New kinds of projects
Traditional petrochemical companies like Shell, Imperial Oil and Nova Chemicals are engrained in Sarnia's identity. But a few new, smaller, biochemistry players have moved in and set up shop over the last several years — and they're doing things differently.
Origin Materials, a company based in California, is a part of this small cluster companies. It's set up a pilot plant at Western University's Research Park in Sarnia.
The company makes a major chemical element that's used in plastic. However, instead of making that chemical the traditional way using oil, they use plant-based materials like corn, wood chips and cardboard residues.
The main product their chemical is currently being used for is in the making of plastic water bottles.
"The thing that's most different from these bottles is that they are bio-based which means that they come from a renewable resource," explained Alex Ward, the manager of open innovation for Origin Materials Canada.
In the end, she explained, the bottles are still plastic but the way they're made is more eco-friendly.
"The other item that's very important about these bottles is that through our process we actually don't create as much carbon dioxide emissions, so any company that actually uses our products has a lower impact on the environment because we help reduce greenhouse gas emissions through our process."
A place of 'potential'
The company is getting ready to set up its own plant in Sarnia which should be built and operational by next year.
Ward said that the company had been entertaining the idea of setting up shop at several dozen different sites around the world for this project, but that Sarnia was the best fit. With its collection of companies from both the petrochemical industry and biochemical industry, Ward explained that it is full of partnership opportunities.
"I think it has more potential than the rest of Canada probably realizes," she said of Sarnia.
"There's nowhere else in the world that we would have preferred to build this plant."
Ward said she's aware that the company is part of a shift that's happening in the local community.
"I think transformation is the correct word.

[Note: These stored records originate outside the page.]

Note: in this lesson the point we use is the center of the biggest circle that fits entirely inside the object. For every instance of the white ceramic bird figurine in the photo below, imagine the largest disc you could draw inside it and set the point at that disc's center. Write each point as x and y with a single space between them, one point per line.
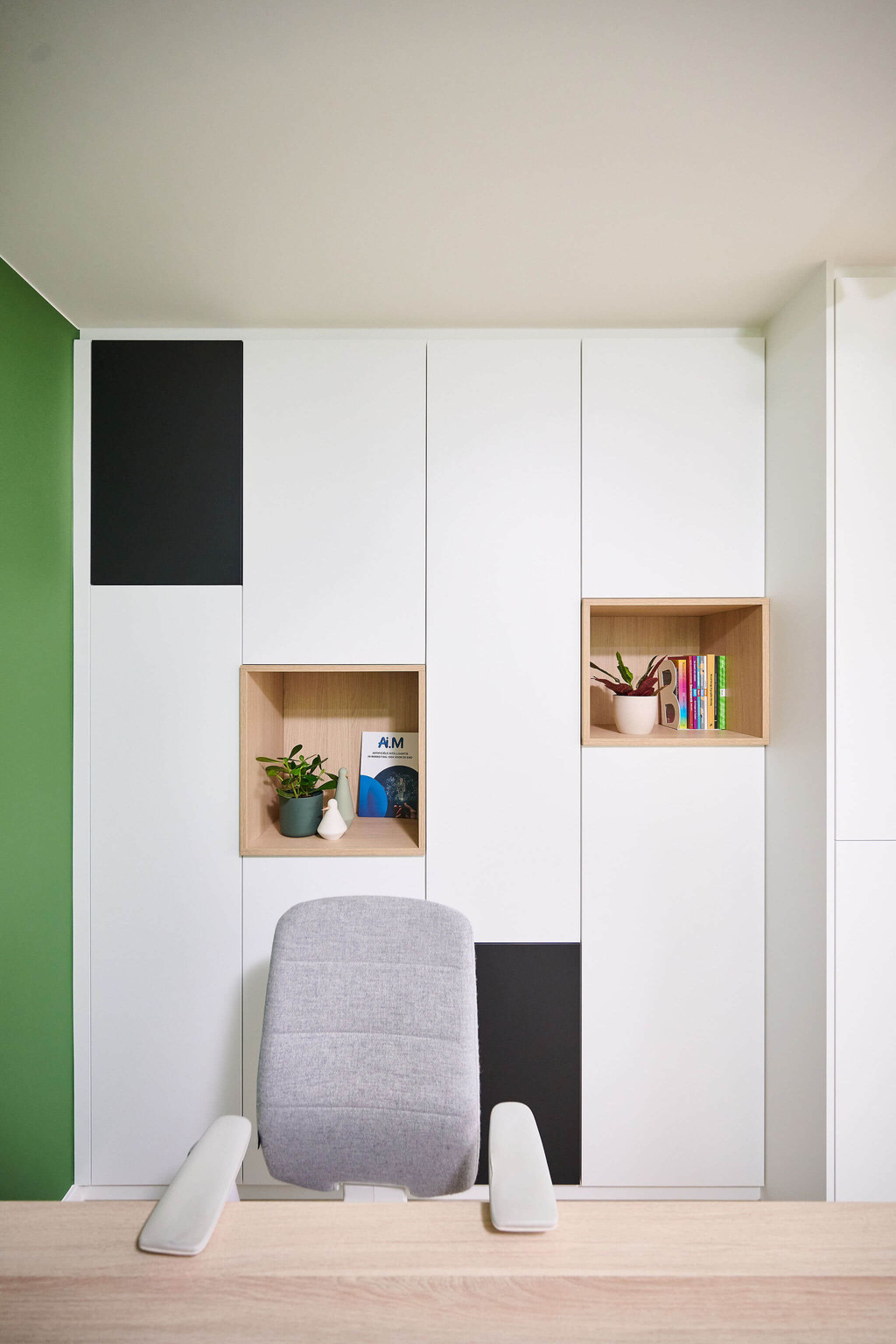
332 825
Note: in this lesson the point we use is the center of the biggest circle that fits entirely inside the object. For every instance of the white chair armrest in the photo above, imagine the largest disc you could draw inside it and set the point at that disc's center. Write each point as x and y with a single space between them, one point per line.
187 1214
520 1191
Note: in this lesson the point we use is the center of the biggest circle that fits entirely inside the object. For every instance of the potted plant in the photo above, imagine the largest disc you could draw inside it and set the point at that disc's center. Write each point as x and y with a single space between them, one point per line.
300 787
634 704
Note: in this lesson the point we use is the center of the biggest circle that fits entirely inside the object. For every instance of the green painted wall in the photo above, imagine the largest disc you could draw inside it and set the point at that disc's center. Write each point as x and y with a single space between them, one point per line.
35 745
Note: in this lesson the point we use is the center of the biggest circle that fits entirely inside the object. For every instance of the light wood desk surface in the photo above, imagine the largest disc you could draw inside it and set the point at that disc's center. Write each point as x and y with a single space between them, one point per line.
331 1273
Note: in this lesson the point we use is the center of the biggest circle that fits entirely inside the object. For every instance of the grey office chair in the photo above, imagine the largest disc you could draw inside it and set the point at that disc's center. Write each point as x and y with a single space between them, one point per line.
368 1074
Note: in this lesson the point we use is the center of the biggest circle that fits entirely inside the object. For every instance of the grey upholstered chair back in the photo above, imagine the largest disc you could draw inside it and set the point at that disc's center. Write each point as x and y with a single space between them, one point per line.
368 1068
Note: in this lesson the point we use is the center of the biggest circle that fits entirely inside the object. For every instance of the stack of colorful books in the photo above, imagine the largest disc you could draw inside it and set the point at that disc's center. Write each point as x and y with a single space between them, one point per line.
702 690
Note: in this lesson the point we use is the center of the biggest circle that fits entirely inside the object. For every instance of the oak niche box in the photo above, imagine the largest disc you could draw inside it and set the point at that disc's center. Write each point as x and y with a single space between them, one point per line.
644 626
326 709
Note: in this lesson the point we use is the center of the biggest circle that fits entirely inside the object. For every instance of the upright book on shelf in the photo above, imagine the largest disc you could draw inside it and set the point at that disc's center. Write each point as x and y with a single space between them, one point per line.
388 780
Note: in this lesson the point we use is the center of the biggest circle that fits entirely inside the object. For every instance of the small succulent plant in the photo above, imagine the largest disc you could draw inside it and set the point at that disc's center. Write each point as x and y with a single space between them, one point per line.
625 683
294 777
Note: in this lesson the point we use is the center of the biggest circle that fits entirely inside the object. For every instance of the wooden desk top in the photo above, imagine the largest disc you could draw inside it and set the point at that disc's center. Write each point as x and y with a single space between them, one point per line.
621 1273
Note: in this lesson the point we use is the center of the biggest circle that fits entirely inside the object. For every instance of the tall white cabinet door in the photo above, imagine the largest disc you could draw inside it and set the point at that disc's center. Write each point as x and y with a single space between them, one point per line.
165 875
502 636
865 1022
672 466
865 556
672 968
335 500
270 889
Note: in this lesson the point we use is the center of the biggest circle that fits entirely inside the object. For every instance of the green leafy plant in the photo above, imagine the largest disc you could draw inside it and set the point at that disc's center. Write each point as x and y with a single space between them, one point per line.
625 683
294 777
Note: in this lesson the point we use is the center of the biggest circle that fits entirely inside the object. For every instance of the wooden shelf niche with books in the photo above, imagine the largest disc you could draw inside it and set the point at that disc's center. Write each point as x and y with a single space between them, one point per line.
326 709
641 628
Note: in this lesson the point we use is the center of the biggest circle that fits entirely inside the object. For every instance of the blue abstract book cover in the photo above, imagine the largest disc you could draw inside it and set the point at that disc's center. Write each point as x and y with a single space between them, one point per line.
388 782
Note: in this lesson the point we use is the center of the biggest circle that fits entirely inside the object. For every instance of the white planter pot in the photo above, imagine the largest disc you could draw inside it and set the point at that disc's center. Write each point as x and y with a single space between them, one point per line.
635 714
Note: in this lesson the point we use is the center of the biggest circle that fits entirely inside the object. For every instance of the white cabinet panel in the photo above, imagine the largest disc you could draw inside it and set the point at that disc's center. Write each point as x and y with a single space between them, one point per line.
672 968
865 1022
502 636
165 874
270 887
335 500
865 554
672 466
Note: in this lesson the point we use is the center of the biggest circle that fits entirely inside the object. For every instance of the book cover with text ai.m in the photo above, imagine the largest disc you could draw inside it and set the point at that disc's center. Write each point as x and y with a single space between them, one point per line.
388 782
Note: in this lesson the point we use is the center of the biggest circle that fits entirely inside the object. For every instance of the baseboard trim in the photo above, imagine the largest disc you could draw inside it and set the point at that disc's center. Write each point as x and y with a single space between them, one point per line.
477 1193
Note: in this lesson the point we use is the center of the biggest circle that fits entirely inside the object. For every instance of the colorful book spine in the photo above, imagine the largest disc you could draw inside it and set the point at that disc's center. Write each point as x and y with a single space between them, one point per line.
712 699
682 666
703 690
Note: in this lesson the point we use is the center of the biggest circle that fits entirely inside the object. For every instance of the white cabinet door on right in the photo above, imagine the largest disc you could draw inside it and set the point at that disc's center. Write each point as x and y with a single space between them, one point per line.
865 1031
672 968
673 466
865 556
502 636
333 500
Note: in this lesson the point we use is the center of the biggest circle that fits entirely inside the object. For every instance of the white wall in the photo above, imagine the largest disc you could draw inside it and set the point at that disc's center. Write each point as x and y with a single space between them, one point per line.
795 759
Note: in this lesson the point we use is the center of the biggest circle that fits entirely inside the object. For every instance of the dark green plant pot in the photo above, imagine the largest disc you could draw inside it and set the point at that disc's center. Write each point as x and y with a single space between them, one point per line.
301 816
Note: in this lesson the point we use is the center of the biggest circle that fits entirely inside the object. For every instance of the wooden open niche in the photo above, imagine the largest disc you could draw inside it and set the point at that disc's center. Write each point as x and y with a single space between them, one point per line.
326 709
640 628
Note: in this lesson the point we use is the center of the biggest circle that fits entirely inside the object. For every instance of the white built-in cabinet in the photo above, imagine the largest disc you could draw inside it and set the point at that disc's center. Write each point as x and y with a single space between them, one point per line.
451 501
672 968
832 785
333 501
865 1020
864 1060
672 466
672 840
165 875
502 636
865 556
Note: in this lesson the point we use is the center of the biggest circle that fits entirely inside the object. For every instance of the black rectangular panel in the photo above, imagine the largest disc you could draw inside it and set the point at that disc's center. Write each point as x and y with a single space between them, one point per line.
529 1007
167 461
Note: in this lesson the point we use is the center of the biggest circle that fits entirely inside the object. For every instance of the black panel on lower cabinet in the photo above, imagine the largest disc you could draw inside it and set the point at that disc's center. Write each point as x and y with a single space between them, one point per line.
167 461
529 1005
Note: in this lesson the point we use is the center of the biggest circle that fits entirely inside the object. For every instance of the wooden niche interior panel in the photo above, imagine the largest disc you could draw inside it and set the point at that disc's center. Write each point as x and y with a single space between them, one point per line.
326 709
738 628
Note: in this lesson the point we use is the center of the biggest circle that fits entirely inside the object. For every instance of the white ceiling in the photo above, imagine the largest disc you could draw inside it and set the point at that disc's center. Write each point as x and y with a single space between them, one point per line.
444 163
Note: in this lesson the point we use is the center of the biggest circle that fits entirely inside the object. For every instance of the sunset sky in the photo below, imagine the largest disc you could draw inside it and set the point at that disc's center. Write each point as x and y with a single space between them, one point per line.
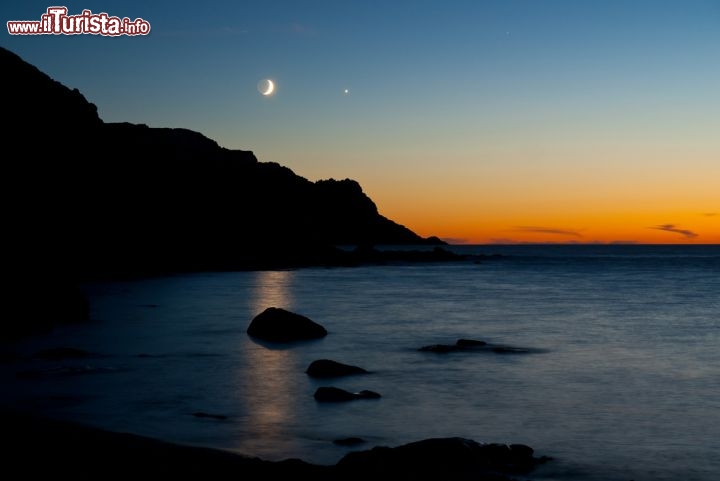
478 121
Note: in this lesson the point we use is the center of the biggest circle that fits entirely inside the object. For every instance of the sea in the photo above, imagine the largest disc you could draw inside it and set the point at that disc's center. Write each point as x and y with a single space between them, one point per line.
616 378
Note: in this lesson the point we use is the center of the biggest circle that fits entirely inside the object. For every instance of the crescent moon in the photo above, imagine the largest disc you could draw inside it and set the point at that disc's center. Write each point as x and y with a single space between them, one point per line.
270 88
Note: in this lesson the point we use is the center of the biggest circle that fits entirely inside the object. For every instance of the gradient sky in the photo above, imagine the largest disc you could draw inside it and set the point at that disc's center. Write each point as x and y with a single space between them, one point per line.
477 121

We're actually very excited to be part of that process. And I think that it helps put Sarnia on the map as an innovative community and a community that's adaptive to new technologies."
Shaking the Sarnia 'brand'
Shirley De Silva, the president and CEO of the Sarnia-Lambton Chamber of Commerce said the region's steps toward biochemistry are part of a larger change happening locally.
"You see a lot of entrepreneurs developing, a lot of small companies emerging, an artistic sector that's starting to blossom. So there are a lot of positive changes that are occurring in our region," she explained.
"This area has a great potential."
Though she admits that the Sarnia "brand," which is associated with oil, chemicals and air pollution, is tough to shake.
"I think we're moving away from that naturally, by moving towards the biochemical industry, already there's a move away from what Sarnia used to be, and there is the potential of what Sarnia can be," she said.
"It's always difficult to break away from established brands but as we move forward I think that our brand is naturally going to change, and the more we talk about it actually, the more it will change."